Las miserias de Oxford

El periodista y novelista francés León Daudet escribió que “los poetas son hombres que han conservado sus ojos de niño”. Pues las últimas noticias venidas de las islas británicas indican lo contrario.

El 27 de mayo pasado varios periódicos hacían eco de la noticia, de la cual no dudo que Roberto Bolaño hubiera hecho una extensa novela: la escritora Ruth Padel (descendiente directa de Charles Darwin) y el poeta, premio Nobel de Literatura, Derek Walcott, se disputaban la prestigiosa cátedra de poesía de la Universidad de Oxford. Dicho cargo es designado a través del voto de alrededor de 150 mil personas vinculadas a la institución, entre graduados y personal académico.
Un par de semanas antes de la elección, un centenar de académicos recibieron un sobre anónimo que contenía pasajes del libro The Lecherous Professor (El profesor libidinoso), en el cual se recuerda las denuncias contra Walcott por acoso sexual en la década de los ochenta cuando era profesor de la Universidad de Harvard. Las acusaciones derivaron en la renuncia del poeta a sus clases, pero no impidieron que ganara el Premio Nóbel de Literatura en 1992.

Harto de que su pasado lo persiguiera, Walcott renunció a su candidatura a la cátedra de poesía de Oxford, dejando el camino libre a Padel, quien tomó posesión de su cargo días después, convirtiéndose en la primera mujer de la historia en ocuparlo. Pero el gusto le duró poco.

Desde el principio se sospechó que Padel había sido la autora de los anónimos. Durante el festival literario de Hay-on Wye, ante la aparición de varias pruebas que la inculpaban, la poeta confesó sus fechorías, aunque se justificó argumentando que todo lo había hecho para proteger a sus alumnos. Por supuesto, renunció al cargo. Por su parte, Derek Walcott ha afirmado que no piensa optar por el puesto.

Rabindranath Tagore decía que “la poesía es el eco de la melodía del universo en el corazón de los humanos”. En el caso de Ruth Padel parece que no fue ni tan siquiera un zumbido. No conozco la obra de la poeta, pero sé que a partir de ahora será más recordada por su actuación a lo Lady Macbeth que por sus estrofas. Al buscar alguna de sus poesías en la red, me encontré con la repetición de la misma noticia por parte de todos los diarios y revistas digitales. De su literatura, nada.

Tal vez lo mejor que pudo haberle pasado a Padel es ser originaria de un país como Inglaterra, donde se puede sacar mucho jugo a este tipo casos. Seguro ahora aparecerá en los principales canales de televisión para contar su historia a cambio de muchas Libras. Y no dudemos que en un año (o menos) estará a la venta el libro de esta fabulosa novela que ella misma se inventó en la realidad.
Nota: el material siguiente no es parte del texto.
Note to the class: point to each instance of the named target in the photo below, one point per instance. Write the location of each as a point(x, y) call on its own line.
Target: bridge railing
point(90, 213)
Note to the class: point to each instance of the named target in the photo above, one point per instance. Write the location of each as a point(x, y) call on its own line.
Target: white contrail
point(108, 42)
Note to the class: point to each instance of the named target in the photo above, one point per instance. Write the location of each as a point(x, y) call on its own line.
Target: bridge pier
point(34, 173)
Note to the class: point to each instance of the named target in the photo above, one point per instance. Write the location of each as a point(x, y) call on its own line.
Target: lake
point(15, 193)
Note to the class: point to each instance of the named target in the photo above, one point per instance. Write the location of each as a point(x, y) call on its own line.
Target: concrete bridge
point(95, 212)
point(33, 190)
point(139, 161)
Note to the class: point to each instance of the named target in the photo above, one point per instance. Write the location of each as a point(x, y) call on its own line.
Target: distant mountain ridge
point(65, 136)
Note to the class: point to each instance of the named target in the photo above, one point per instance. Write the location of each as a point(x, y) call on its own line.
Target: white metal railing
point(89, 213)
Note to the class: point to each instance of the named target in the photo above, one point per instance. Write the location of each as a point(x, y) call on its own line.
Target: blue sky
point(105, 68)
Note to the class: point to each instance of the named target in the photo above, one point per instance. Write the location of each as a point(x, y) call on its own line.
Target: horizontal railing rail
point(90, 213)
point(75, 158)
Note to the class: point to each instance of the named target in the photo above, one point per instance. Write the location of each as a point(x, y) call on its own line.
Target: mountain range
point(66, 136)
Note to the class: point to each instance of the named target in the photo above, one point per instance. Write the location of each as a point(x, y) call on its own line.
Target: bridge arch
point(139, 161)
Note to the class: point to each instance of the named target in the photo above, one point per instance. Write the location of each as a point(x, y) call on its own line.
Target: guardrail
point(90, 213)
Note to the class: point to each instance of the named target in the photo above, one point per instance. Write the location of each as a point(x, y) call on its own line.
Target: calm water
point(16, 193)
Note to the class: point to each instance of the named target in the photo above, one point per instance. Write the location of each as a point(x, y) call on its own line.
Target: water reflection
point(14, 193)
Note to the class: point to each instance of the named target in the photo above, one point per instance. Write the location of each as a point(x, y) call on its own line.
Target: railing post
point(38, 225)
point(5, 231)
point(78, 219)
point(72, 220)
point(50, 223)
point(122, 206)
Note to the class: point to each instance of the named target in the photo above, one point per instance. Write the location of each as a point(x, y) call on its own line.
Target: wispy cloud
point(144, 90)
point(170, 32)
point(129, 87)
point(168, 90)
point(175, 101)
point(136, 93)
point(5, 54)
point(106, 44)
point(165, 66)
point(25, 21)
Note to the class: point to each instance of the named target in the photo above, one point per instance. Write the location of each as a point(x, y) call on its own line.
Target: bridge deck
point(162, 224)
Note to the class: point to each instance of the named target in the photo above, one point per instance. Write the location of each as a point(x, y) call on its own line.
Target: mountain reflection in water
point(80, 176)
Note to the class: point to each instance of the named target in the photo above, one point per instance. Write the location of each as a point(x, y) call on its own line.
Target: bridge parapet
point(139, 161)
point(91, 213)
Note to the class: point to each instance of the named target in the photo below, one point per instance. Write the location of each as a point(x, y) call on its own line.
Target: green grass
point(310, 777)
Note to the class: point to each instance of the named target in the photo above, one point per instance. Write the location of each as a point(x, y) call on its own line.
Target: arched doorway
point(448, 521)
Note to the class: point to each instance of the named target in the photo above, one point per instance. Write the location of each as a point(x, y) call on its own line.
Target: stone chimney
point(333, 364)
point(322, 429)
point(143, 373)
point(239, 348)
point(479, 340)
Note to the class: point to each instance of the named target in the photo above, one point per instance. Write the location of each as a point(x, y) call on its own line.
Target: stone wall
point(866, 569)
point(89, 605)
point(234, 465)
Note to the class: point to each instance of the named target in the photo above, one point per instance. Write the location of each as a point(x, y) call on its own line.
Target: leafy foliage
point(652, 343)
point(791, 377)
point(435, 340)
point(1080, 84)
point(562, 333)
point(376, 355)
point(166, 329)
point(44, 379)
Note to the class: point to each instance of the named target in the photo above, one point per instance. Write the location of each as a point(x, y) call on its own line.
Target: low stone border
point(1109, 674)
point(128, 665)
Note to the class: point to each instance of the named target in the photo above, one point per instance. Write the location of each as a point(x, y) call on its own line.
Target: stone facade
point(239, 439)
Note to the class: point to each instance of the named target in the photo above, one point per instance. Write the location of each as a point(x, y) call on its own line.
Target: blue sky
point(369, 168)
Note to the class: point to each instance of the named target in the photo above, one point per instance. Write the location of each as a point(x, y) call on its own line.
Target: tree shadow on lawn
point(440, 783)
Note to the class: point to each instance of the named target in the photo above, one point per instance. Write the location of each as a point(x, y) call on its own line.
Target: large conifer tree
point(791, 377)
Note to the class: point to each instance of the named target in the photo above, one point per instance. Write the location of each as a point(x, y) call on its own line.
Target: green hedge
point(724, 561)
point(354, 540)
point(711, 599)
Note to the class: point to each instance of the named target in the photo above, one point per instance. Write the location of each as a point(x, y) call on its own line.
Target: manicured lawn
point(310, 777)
Aunque después de conocer de lo que es capaz, no sería raro que ya varios políticos le hayan echado el ojo como asesora.

La historia de la literatura está llena de egos, ambiciones y traiciones. Curiosamente nada de esto tiene que ver propiamente con la literatura, sino con lo que le rodea. Son muchos los autores que con el tiempo pierden contacto con las letras para dejarse llevar por los caminos de la fama, la adulación, el dinero y, por supuesto, el poder. Ruth Padel es sólo un ejemplo. Prefirió perder sus ojos de niña, esos que atribuye Daudet a los poetas, por un sillón en el que nunca se volverá a sentar.